Barnes Equestrian: Lockdown Update
Flatten the curve.

 What Does This Mean For The Yard?

 When lockdown is announced as over, I’ll look to open the yard up slowly in line with what the government do. The idea is a phased normalcy. 

 This means that initially I’ll likely adopt a policy of alternate days. As things ease I’ll go from that back to staggered times. Then if things improve to go back to normal, I’ll phase out staggered times and give freedom once more. I’ll likely push to still have clients announce rough times. This is solely to allow anyone wishing to be extra cautious a chance to be more careful themselves. 

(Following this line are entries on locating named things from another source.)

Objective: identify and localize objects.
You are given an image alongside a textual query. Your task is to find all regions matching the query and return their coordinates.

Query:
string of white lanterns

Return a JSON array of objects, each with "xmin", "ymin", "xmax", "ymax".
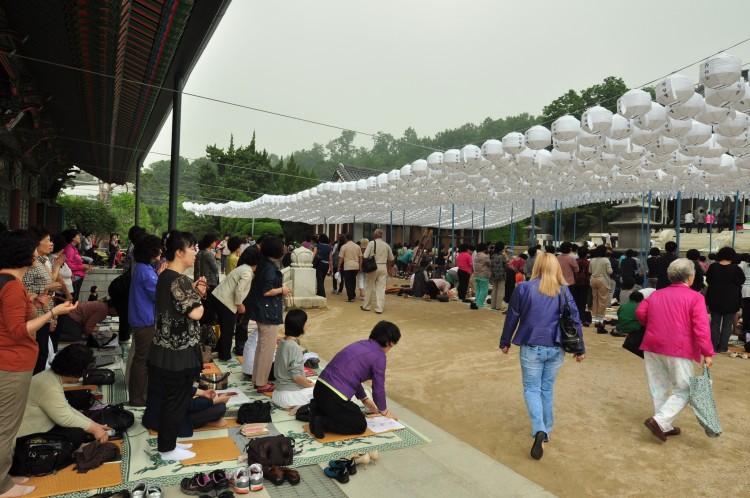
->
[{"xmin": 183, "ymin": 53, "xmax": 750, "ymax": 229}]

 Precautions on the yard so far

 The yard is disinfected daily. All commonly touched surfaces and tools are wiped with Dettol disinfectant spray. All paths are disinfected with Jeyes Fluid. 

 Soap is available by the tap. Hand sanitiser, tissues and disposable gloves are all available at the sanitisation station in the hay shed. 

 Social distancing and good hygiene are enforced on all visitors and face-masks are advised while on the yard. I will supply face-masks when they are possible to purchase in bulk. 

 Everything listed in this article, Barnes Equestrian: Lockdown Update, is subject to change. We’re in a dynamic environment with a dynamic threat. I cannot afford to be static with plans of action. It’s in my interest to always try to represent the best interest of my clients. I do this as well considering their own and my own safety.